Ancak Diego Simeone ile taktik anlamda bambaşka seviyeye geldi. Hücumdaki serbestliğinin yanına savunmada doğru pozisyon almayı ekledi. Çizgi oyuncusunun tek işinin hücum etkinliği değil, savunmadaki alan kapatmalar olduğunu kavradı. Simeone ona şöyle demişti: “Savunmada işini doğru yaparsan, basit oynar ve takımı sıkıntıya sokmazsan; hücumda istediğin kadar özgür olabilirsin.” Aslında buna uzak değildi.
Rijkaard’dan “basit oyna” tavsiyesi
Rijkaard da benzer bir şey söylemişti: “Kendi sahasında 5 kişiyi çalımlasan ne işimize yarayacak ki? Burada basit oynayacaksın sonra forvete gidip tüm özelliklerini kullanacaksın…” Arda’nın her zaman söylediği ‘keyif alarak futbol oynama’ ödülü için defansif görevlerini aksatmaması gerekiyordu. Barcelona’nın dünya futbolunu alt üst ettiği bir çağda şampiyon olmak için başka şansınız da yoktu.
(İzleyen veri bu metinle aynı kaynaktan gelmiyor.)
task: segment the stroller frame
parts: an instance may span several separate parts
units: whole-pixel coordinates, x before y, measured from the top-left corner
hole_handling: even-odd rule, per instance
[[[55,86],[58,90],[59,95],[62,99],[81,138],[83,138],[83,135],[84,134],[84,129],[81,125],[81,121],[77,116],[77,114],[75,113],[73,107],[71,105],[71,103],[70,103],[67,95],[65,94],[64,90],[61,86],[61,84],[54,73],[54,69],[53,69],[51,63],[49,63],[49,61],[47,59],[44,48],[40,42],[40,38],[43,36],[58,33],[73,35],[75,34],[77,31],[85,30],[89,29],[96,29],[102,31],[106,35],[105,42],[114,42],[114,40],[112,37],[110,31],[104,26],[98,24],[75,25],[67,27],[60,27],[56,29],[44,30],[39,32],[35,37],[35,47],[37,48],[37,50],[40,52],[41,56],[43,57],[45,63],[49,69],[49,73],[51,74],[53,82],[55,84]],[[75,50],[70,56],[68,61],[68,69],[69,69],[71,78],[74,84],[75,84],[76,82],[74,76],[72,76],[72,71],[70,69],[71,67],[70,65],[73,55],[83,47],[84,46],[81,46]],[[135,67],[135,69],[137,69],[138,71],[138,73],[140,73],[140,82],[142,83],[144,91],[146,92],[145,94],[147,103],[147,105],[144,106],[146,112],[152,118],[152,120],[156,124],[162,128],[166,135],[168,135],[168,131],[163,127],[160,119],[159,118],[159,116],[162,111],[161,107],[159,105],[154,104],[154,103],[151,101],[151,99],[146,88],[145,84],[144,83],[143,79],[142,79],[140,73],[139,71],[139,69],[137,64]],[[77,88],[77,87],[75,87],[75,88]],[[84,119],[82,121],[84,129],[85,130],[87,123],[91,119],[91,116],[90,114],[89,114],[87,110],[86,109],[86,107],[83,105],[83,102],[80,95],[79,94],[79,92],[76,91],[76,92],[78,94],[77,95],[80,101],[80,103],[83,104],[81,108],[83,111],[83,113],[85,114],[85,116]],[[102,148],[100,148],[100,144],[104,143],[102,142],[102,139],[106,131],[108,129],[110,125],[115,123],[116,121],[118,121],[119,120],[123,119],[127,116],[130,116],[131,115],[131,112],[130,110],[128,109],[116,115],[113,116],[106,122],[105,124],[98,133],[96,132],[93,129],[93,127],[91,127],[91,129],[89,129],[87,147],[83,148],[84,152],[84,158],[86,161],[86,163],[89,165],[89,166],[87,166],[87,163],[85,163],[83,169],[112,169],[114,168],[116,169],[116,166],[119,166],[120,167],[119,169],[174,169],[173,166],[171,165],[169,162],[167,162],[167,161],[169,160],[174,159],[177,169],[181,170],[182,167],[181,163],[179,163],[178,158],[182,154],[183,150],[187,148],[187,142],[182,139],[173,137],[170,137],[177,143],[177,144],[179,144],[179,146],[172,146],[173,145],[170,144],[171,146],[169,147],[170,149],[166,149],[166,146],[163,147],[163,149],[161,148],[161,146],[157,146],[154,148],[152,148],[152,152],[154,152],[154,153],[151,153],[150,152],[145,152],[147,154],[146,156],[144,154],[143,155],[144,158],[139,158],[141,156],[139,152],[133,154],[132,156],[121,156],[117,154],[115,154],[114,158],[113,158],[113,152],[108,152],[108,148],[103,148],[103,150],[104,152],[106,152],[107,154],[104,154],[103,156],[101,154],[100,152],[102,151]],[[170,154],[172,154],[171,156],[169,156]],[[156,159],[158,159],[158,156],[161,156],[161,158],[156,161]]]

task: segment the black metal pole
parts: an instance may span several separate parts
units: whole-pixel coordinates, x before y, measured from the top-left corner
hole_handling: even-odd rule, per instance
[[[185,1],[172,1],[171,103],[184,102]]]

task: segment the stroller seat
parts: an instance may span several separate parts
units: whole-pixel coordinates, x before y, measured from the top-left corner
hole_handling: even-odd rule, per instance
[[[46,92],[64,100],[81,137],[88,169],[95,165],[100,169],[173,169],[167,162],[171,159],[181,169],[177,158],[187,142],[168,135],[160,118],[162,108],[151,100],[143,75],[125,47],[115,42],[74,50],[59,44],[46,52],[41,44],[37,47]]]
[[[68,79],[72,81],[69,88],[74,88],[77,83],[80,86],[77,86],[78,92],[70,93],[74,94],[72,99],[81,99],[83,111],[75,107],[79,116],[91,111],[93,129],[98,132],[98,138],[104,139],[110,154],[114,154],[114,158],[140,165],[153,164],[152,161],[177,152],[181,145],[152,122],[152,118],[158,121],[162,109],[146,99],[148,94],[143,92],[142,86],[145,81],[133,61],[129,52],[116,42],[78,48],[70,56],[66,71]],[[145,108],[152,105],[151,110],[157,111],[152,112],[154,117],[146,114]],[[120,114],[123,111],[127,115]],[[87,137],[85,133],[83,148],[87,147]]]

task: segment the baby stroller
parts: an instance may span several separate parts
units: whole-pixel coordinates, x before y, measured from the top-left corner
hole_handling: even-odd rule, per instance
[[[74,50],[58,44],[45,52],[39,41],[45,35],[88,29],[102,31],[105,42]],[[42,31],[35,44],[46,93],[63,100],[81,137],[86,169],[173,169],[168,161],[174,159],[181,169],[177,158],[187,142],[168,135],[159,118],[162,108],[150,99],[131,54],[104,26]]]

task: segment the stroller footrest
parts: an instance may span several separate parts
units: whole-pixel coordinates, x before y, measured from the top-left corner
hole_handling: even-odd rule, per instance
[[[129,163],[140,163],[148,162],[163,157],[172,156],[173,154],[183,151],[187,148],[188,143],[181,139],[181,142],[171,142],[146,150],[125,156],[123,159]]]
Bugünlerde 33 yaşında ve kimse ondan Atletico Madrid’deki gibi oynamasını beklemiyor. En azından fiziksel olarak… Ancak zihinsel olarak Arda, Atletico zamanından da iyi durumda. Çünkü bugünkü Arda hem Atletico hem de Barcelona geçmişi olan, büyük hocalarla çalışmış, büyük futbolcularla oynamış, büyük bir yıldız. Fiziği elvermese de zihni, Süper Lig’de oynanan oyunu fazlasıyla ölçüp biçecek durumda. Hiçbir istatistikte ligin en iyileri arasında değil. Ancak sahadaki rolü ve takımına katkısı takdiri hak ediyor.
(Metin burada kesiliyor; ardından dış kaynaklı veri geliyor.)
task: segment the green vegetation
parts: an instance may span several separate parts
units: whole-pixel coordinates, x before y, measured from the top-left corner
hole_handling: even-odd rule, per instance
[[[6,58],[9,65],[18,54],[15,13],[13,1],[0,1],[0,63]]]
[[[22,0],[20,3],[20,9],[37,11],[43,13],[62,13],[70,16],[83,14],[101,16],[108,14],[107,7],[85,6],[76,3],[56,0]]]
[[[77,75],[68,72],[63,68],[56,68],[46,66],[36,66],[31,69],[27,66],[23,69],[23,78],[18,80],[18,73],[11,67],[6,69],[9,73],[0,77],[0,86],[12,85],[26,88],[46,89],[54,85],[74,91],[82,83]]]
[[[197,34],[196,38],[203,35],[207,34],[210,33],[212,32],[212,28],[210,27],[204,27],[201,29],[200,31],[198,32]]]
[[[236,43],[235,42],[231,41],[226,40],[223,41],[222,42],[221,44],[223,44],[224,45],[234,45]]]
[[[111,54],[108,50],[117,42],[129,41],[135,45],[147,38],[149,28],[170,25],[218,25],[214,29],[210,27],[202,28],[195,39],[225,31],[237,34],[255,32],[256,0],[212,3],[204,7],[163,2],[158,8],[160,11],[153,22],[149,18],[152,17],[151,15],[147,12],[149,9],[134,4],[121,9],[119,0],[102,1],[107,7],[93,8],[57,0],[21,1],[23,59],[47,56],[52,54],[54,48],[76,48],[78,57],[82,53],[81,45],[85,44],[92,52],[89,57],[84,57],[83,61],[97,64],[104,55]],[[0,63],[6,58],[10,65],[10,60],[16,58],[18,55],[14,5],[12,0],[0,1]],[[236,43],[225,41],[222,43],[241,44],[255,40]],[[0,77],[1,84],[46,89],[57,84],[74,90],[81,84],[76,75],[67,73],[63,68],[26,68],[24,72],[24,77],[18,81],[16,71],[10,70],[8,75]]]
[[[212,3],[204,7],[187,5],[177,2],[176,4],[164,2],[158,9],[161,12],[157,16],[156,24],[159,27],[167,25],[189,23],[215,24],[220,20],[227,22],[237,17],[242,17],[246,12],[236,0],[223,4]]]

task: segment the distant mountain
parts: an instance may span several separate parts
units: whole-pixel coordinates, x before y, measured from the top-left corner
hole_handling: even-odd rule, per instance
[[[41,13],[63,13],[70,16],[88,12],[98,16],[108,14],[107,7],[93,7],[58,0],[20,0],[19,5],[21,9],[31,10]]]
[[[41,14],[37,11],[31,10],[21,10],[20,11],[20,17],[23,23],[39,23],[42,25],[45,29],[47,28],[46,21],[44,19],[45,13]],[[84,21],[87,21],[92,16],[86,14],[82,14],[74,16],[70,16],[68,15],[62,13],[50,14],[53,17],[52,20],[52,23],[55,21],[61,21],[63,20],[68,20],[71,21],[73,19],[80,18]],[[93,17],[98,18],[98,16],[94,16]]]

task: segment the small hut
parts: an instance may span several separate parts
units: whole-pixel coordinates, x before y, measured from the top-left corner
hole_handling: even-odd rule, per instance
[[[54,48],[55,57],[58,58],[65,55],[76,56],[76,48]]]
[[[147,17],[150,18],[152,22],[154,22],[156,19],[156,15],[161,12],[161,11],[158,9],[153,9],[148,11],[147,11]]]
Simeone: “Taktik yeteneği çok yüksek”
Arda için Simeone yıllar önce şöyle demişti: “Taktik yeteneği çok yüksek. Kanattaki futbolcuların hücuma dahil olmaları için mükemmel bir zaman yaratıyor.”
İşte bugünlerde tam da bunu çok iyi yapıyor. Özellikle 4-3-3’ün sol kanadı ve hücum yayılışında ikinci forvet olarak oynadığında hem Saracchi’nin hücum bindirmeleri hem de Emre Kılınç’ın iç koridor koşularında Arda Turan saf bir yönetmen. Savunma çizgisini geriye çekecek dikine koşuları yapan bir partneri olduğu zaman Arda’nın geniş alanda pas opsiyonları da artıyor. Bu da düşük tempolu oyununu, pas oyunu ile kapatıp takımına katkı sağlamasına imkan tanıyor.
Arda bu şekilde Galatasaray’a aldığı riskin karşılığını veriyor: Hızlı ve dribling özellikli bir kanatla oynamak yerine Arda’yı tercih eden Galatasaray teknik heyeti, 33’lük kaptanın taktik zekasıyla oynaması sayesinde iki oyuncusundan da (Saracchi ve Emre Kılınç) hücumda verim alıyor.
Hücumdan savunmaya geçişlerde ciddi şekilde aksıyor. Ancak burada yine teknik heyetin aldığı bir risk dikkat çekiyor: Emre ve Taylan’dan daha fazla koşmaları isteniyor. Taylan sadece 10 numara karakterli 8 numara oyunundan vazgeçip 6 numaraya kayarak toplu oyunda değişmedi.
Kısa mesafeli yüksek şiddetli koşularıyla takımın en iyisi oldu ve topsuz oyunda sivrildi. Taylan kimi maçlarda önünde 4 kenar özellikle oyuncu ile oynamak zorunda kaldı ancak bu işin altından mükemmel kalktı. Galatasaray için risk miydi? Büyük riskti. Şu ana kadar tuttu. Bundan sonrası için mutlaka çözüm bulunması lazım. Galatasaray’ın transfer listesinin ilk sırasında forvet kadar savunmaya daha hızlı dönebilecek kenar ve merkez orta saha oyuncusu yer almalı.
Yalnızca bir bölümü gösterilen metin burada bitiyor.